Documentation from Thomassen Gallery
2022
Anton Alvarez  /  Daniel Eatock  /  Per Englund  /  Gabriella Novak
Tobias Bradford  /  Tove Kjellmark  /  Karl Norin  /  Erik Berglin

Can machines think, can they be creative? In the spring of 1997 the chess computer Deep Blue defeated the reigning world champion Garry Kasparov. After the loss, Kasparov claimed that Deep Blue must have been controlled by humans since it made irrational moves that Kasparov believed only a mind capable of abstract thinking could make. Afterwards, it has been speculated whether there were glitches in the code that lead to these random moves. So it may have been software errors that defeated one of the greatest chess players of all time. This type of “glitches” are present in the works that make up Ghost In The Machine.

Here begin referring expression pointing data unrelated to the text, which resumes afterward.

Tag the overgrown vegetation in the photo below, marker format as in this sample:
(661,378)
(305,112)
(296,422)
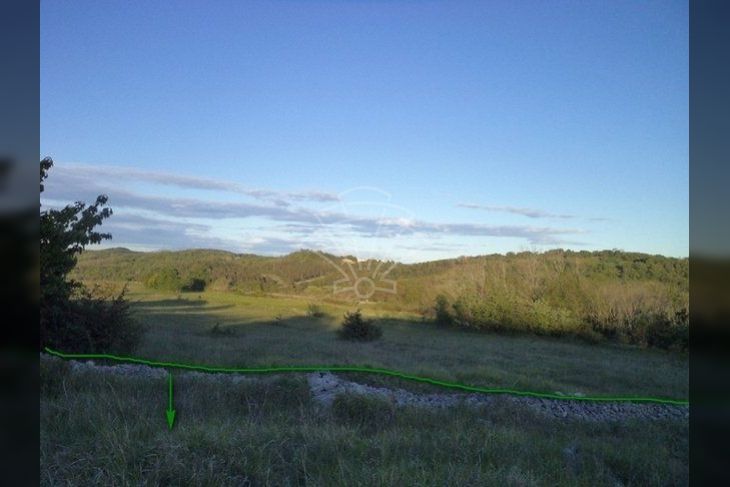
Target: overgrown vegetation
(269,433)
(73,317)
(608,295)
(355,327)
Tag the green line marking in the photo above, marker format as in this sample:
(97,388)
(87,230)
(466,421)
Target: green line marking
(369,370)
(170,413)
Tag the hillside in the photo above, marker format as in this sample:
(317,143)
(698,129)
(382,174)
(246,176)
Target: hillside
(631,297)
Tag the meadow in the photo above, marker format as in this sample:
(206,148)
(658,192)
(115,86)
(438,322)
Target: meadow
(108,429)
(228,329)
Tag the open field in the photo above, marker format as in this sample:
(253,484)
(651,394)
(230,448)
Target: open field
(276,331)
(110,430)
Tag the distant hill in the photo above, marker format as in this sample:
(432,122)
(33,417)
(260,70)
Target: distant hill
(550,276)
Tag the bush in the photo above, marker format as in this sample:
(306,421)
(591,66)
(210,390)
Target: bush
(53,372)
(194,284)
(167,279)
(442,310)
(95,321)
(315,311)
(221,331)
(355,327)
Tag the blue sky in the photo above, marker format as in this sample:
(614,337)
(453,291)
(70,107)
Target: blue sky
(410,130)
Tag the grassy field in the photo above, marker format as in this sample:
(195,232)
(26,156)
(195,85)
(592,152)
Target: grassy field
(103,429)
(277,331)
(111,430)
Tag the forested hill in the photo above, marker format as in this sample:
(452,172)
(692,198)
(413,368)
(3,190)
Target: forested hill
(555,276)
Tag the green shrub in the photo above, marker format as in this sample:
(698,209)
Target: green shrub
(53,372)
(167,279)
(442,311)
(221,331)
(194,285)
(95,321)
(370,414)
(315,311)
(355,327)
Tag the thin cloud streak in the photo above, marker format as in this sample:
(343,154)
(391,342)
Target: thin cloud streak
(528,212)
(306,222)
(115,173)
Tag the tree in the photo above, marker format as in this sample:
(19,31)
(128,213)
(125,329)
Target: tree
(72,317)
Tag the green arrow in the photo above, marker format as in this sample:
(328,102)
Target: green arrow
(170,413)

The exhibition presents artists who work with technology in a curious way, giving machines a role as co-creator of their works.

The exhibition borrows its title from the British philosopher Gilbert Ryle’s description of dualism – meaning that the physical body and consciousness are disconnected from each other. Ryle argued that our physical bodies can be thought of as machines that happen to house a consciousness that makes decisions independent of how it affect its body. At Galleri Thomassen, this reasoning is reversed and instead it is tested whether machines can make art without human intervention.

Advanced technology is mixed with analog methods, but in both the technical equipment becomes a significant factor for the result. Anton Alvarez has designed and constructed a high-pressure machine that extrudes ceramic sculptures. Daniel Eatock often lets the pencils do the work by letting them rest against the paper, making them bleed out for various duration. Gabriella Novak has programmed a robotic arm that paints for her, Tobias Bradford also uses mechanical arms, in this show they function as the exhibition’s one-man band. Per Englund use the advanced algorithms found in today’s mobile cameras to create real-time shifts in otherwise ordinary tourist images. Erik Berglin use automated tools in Photoshop to create new landscapes for birds. Karl Norin has developed a peculiar way of vacuum-packing synthetic carpets so that they turn into abstract paintings, and Tove Kjellmark uses 3D scans that are transferred to both sculptures and drawings with the help of robots that she constructed herself.

In the recently published book The Computer as Seen at the End of the Human Age (Rojal Förlag) I read that already in 1968, Pontus Hultén curated an exhibition at MoMa that highlighted art that related to the technological progress of the time. It has been more then 50 years since then, but it still feels reactionary to work with mechanical processes in art and above all to let the machines create autonomously.